Oh my goodness!!! He is beyond gorgeous! Congrats, and so sorry to hear about your loss!!

Look forward to future pictures, he truly looks remarkable!!!


----------



## RoCru (Jul 19, 2009)

Congrats, he is stunning!!!!


----------



## MyLittleHunter (Jul 20, 2009)

Congratulations, what a gorgeous boy he is! Can't wait for more pictures.


----------



## WSArabians (Apr 14, 2008)

Thanks everyone!! Just a few more weeks till he is home!!


----------



## cfralic (Jan 17, 2011)

Wowie zowie! I'm so jealous of all of your arabs... they're all so perfect!


----------



## WSArabians (Apr 14, 2008)

Haha! Thanks!!
I got a few misfits though! I just don't tell them that!


----------



## cinnamon (Nov 24, 2011)

he is pretty darn cute


----------



## gigem88 (May 10, 2011)

What a handsome fella! Very happy for you.


----------



## FGRanch (Feb 9, 2008)

Arabs not reining?! Huh, that's strange. Congrats I am sure he will make one heck of a reiner! 

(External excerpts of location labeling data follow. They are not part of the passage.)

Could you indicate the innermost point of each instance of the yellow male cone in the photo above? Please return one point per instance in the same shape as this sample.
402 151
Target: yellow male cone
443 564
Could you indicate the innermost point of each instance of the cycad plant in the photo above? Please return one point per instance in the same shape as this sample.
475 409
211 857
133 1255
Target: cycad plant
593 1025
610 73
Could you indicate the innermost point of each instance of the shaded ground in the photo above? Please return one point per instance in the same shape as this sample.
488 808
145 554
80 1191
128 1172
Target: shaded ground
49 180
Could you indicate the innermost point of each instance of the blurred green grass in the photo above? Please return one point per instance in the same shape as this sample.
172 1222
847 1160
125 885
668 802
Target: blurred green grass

He is stunning! I can't wait to take pictures of him playing in the snow!!


----------



## WSArabians (Apr 14, 2008)

Thanks! I might have to borrow your Canon! Unless you are coming up with us?! :-D


----------



## MHFoundation Quarters (Feb 23, 2011)

He's lovely WS! Congrats!


----------



## FGRanch (Feb 9, 2008)

Gonna try to make a trip up there sometime close to Christmas!  Come take some snow pictures of the airheads


----------



## WSArabians (Apr 14, 2008)

Your or mine?? Lol


----------



## FGRanch (Feb 9, 2008)

Well yours of course, I don't own airheads


----------